Plenary Talks

Plenary Talk 1     October 27,  09:45 – 10:45,  Symposium Hall  

Speaker 
Hiroaki NAKAMURA, Prof.
Department of Helical Plasma Research, National Institute for Fusion Science
Department of Energy Engineering and Science, Nagoya University

Title
Molecular simulation for soft and hard matters

Summary
Using molecular dynamics (MD) and its related simulation. i.e., dissipative particle dynamics (DPD) simulation, the motion of atoms and molecules were revealed by a lot of researchers. Picking up three simulation related to morphology of amphiphilic molecules in soft-matter physics and sputtering phenomena in the plasma-wall interaction study, we show that these MD simulations are useful tool enough to analyze the collective motion of these particle systems. Specifically, the first MD simulation result shows that short chain molecules form domain structure by the Lennard-Jones interaction and that the domain interacts with each other like rigid-body. The other MD simulation gives the information of the graphite erosion when hydrogen atoms are irradiated to graphite. In this simulation, the modified Brenner potential was used. This potential was made to treat carbon and hydrogen atoms in carbon-nano-tubes. We adopted this potential to analyze the plasma-wall interaction study. Finally, using DPD simulation, we obtained the structure formation of amphiphilic molecules. The DPD simulation is one of the coarse-grained molecular dynamics simulations and is often used for soft matter research. By this DPD simulation, the phase diagram of amphiphilic molecule was obtained.

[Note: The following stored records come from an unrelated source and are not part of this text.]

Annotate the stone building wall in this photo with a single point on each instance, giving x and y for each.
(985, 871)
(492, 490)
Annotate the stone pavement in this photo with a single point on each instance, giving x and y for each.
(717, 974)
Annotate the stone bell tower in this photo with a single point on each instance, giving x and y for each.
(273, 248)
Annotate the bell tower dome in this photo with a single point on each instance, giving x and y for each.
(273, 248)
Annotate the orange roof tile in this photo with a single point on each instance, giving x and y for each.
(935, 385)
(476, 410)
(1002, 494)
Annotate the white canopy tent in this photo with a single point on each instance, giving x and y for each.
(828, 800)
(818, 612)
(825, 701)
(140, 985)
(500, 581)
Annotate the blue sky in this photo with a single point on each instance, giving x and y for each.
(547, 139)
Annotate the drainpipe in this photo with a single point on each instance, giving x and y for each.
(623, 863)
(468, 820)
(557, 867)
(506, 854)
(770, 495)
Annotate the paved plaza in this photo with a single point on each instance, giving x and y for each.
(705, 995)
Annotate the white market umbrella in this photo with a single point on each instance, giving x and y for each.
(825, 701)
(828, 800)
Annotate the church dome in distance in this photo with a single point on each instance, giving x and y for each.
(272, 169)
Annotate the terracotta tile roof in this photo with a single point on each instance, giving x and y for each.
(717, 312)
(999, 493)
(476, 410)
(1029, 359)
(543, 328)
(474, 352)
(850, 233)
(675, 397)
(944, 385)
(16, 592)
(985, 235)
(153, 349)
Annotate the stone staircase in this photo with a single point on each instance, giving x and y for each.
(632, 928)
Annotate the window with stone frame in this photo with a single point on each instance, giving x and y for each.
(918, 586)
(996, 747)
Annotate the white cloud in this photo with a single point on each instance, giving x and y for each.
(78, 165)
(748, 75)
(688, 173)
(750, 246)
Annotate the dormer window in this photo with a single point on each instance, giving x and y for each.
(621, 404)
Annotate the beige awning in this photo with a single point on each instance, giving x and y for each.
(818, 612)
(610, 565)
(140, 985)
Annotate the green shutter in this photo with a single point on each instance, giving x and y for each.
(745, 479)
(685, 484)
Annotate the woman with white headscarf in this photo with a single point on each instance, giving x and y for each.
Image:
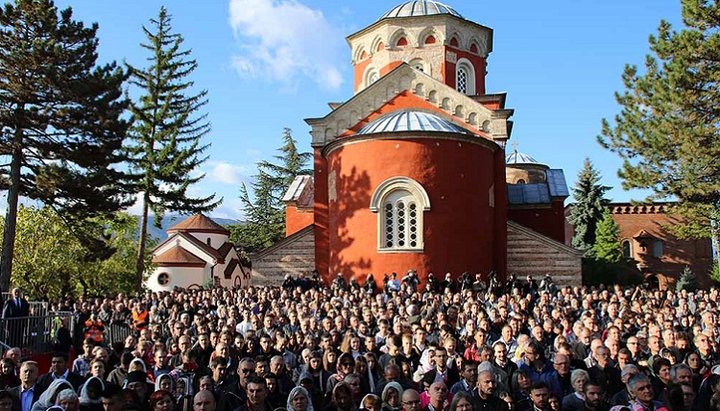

Plenary Talk 2     October 28,  09:45 – 10:45,  Symposium Hall  

Speaker
Satoshi KITAZAKI, Ph.D.
Director, Automotive Human Factors Research Center,
National Institute of Advanced Industrial Science and Technology (AIST)

Title

A big challenge for safe automated driving – Potential problems of Human Factors

Summary
The automotive industry is facing a big challenge for development and commercialization of automated vehicles. The challenge may be the largest in the history of the industry. One of the major goals of the automated vehicles is dramatic reduction of traffic accidents. It is known that over 90% of accidents are caused by human errors of drivers. Therefore, it is expected that automated system will eliminated such human errors, resulting in reduction of accidents. Commercialization of driverless vehicles is still a long way to go. Car manufacturers are targeting partially automated vehicles in which the driver still has some driving task and the responsibility for safe driving. Unfortunately, partial replacement of the driving task by the system most likely causes new type of accidents induced by the system. The purpose of human factors research is to understand the human factors behind the system induced problems and to minimize the problems to achieve the goal, which is also a big challenge. In this presentation, I will introduce the on-going human factors research sponsored by SIP-adus, cross-ministerial Strategic Innovation Promotion program for innovation of Automated Driving for Universal Services in Japan.


Plenary Talk 3    October 28,  13:30 – 14:30,  Symposium Hall 

Speaker
Hiroshi Nakashima, Prof.
Academic Center for Computing and Media Studies, Kyoto University

Title

Regularity: A New Important Player in the Game of High-Performance  Simulations in Manycore Era

Summary
The recent emergence of manycore processors with wide SIMD mechanisms
brings a new important player, namely regularity, into the game of  high-performance simulations to let it join other key players,  parallelism and locality. Since the SIMD mechanism requires a set of  operands onto which a particular operation is performed for its  efficient work, a simulation code must be mainly composed of loops to  access data sets and to perform arithmetic operations on them in a  regular fashion in order to exploit the computation power of the  mechanism. However, this requirement does not always mean that the
simulation code must operate on very regular data structures, e.g., a  simple structured Cartesian grid, but allows us to work on more flexible  ones, such as unstructured grids and sets of objects, with some  irregularity in general providing we can find small-scale regularity in  them and represent it as a set of loops working on the majority regular  part of the data set. This paper discusses the issues shown above with  an example of our particle-in-cell (PIC) plasma simulation.